[spambayes-bugs] [ spambayes-Feature Requests-1242708 ] Counter-counter-spam filtering suggestions

Mon Jul 25 03:34:25 CEST 2005

Feature Requests item #1242708, was opened at 2005-07-22 12:11
Message generated for change (Comment added) made by anadelonbrin
You can respond by visiting: 
https://sourceforge.net/tracker/?func=detail&atid=498106&aid=1242708&group_id=61702

Please note that this message will contain a full copy of the comment thread,
including the initial issue submission, for this request,
not just the latest update.
Category: None
Group: None
>Status: Pending
Priority: 5
Submitted By: Mark Storer (mstorer3772)
Assigned to: Nobody/Anonymous (nobody)
Summary: Counter-counter-spam filtering suggestions

Initial Comment:
My experience is that the majority of spam that gets
around filteration involves lots of deliberate
misspellings, either by add1ng or ins^ertin*g
non-le++er ch at racters, thro wing in sp aces wher e t
hey do n't belon g, or
ByUsingTitleCaseToSeperateWordsRatherThanSpaces.

Ditching spaces 

There are several possible workarounds to this:

1) Drop all non-letters and spaces, evaluating the
resulting monolithic string.  Downside: More
compulationally expensive, as the list of possibly
matches increases dramatically for each segment of the
monolith, and you have to test each segment against
multiple lengths.  O(n^2) might be generous.

2) Attempt to merge adjacent tokens to see if they
qualify as spam (or ham I suppose).  This sounds more
like a O(n) operation, but would only stamp out the
"additional spaces" method.

Downside: Again, more CPU time, but to a lesser extent
than #1  Defeated by not using the "add spaces" technique.

3) Treat all new words as having a low positve spam
rating of some sort.  Each newly encountered
misspelling would be initially biased towards spam.

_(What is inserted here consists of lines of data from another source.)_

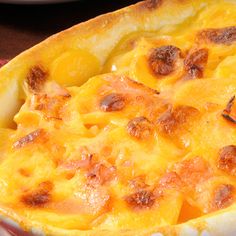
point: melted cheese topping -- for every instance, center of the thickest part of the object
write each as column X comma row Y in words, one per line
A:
column 148, row 142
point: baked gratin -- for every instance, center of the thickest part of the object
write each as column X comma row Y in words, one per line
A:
column 125, row 124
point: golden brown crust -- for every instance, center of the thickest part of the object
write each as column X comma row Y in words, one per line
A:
column 107, row 31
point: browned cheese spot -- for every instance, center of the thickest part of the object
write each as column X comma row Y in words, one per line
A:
column 227, row 112
column 140, row 128
column 112, row 102
column 175, row 118
column 195, row 63
column 100, row 174
column 227, row 159
column 29, row 138
column 141, row 199
column 170, row 180
column 39, row 197
column 223, row 196
column 138, row 182
column 152, row 4
column 225, row 35
column 162, row 60
column 36, row 77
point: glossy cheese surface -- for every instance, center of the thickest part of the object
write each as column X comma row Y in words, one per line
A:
column 146, row 138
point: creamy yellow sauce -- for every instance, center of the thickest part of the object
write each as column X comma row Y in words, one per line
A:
column 95, row 160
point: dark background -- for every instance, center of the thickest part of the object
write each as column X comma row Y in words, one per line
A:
column 22, row 26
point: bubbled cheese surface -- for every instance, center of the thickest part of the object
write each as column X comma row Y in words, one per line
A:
column 147, row 141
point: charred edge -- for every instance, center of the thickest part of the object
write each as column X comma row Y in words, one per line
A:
column 227, row 159
column 223, row 196
column 141, row 199
column 225, row 35
column 36, row 77
column 226, row 112
column 29, row 138
column 151, row 4
column 112, row 102
column 140, row 128
column 195, row 63
column 162, row 60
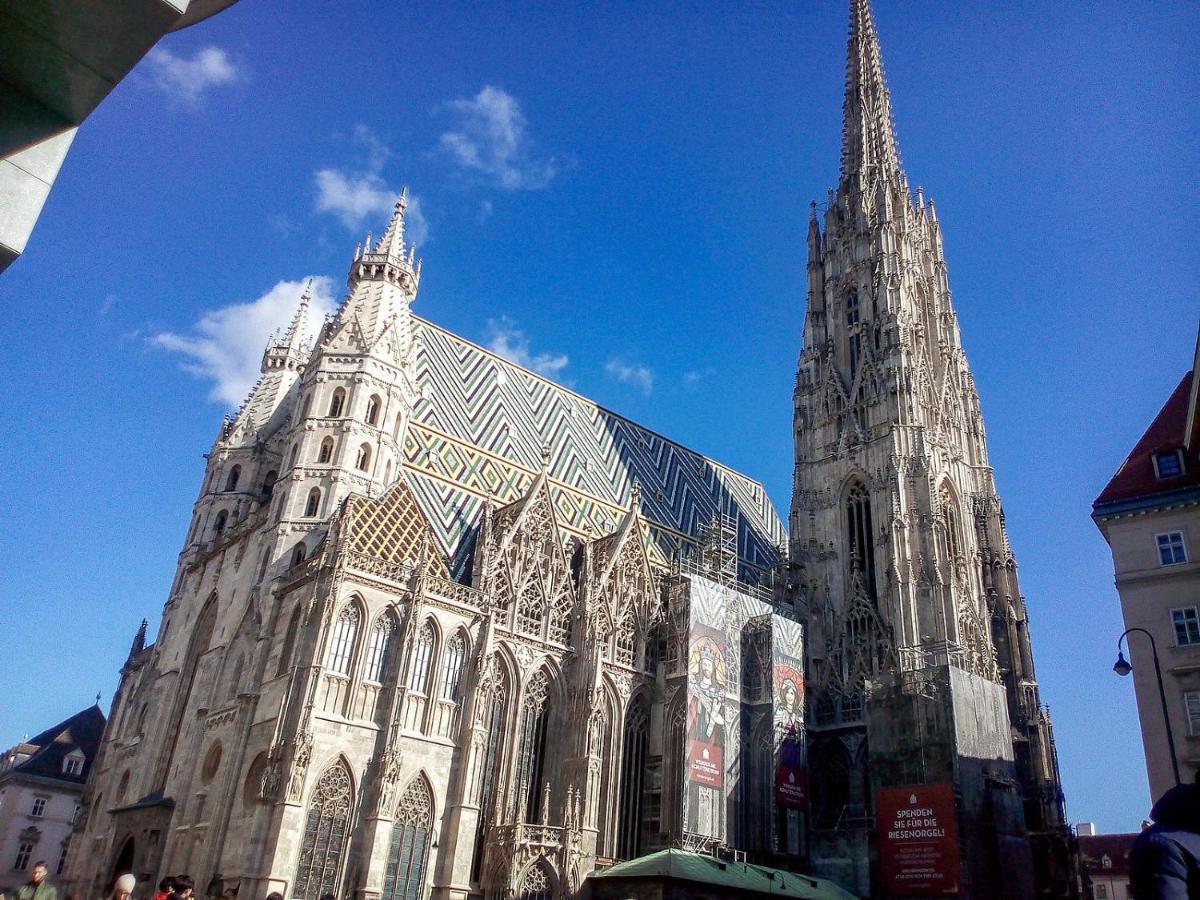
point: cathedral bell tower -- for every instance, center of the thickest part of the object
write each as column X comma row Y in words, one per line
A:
column 357, row 390
column 919, row 661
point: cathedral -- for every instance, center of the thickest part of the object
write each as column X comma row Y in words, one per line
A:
column 444, row 629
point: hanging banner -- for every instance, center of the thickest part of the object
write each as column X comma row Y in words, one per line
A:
column 706, row 706
column 789, row 700
column 918, row 840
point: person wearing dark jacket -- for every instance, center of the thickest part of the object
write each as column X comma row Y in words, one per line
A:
column 1164, row 863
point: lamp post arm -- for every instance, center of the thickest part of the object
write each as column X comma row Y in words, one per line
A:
column 1162, row 696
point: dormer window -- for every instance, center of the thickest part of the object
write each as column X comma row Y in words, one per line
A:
column 1168, row 465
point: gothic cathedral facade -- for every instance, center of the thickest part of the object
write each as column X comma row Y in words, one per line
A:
column 442, row 628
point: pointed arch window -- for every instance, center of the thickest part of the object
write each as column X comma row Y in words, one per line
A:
column 633, row 768
column 327, row 828
column 493, row 701
column 532, row 748
column 537, row 885
column 409, row 849
column 337, row 403
column 420, row 660
column 346, row 634
column 859, row 535
column 312, row 505
column 379, row 649
column 451, row 667
column 289, row 642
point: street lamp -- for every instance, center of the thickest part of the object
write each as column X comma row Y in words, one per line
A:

4) Add a spelling checker.  New misspelled words have a
slightly-spam rating (outside training).

Downside: Big data file tacked onto your otherwise
light-weight plugin/app/thingy.

One concern with #3 and #4 is how they would react to
an email containing source code of whatever language. 
Variable and function names are infrequently found in a
dictionary (as you're no doubt aware).

----------------------------------------------------------------------

>Comment By: Tony Meyer (anadelonbrin)
Date: 2005-07-25 13:34

Message:
Logged In: YES 
user_id=552329

Something like #2 (but better) is done by the use_bigrams
option.  This is an experimental option in 1.0.x, and a
regular option in 1.1.x.  You can enable it and see how you
like it.

You can change the value an unknown token is assigned.  This
is the unknown_word_prob option.  Experimental testing
indicated that the current value of 0.5 gives the best results.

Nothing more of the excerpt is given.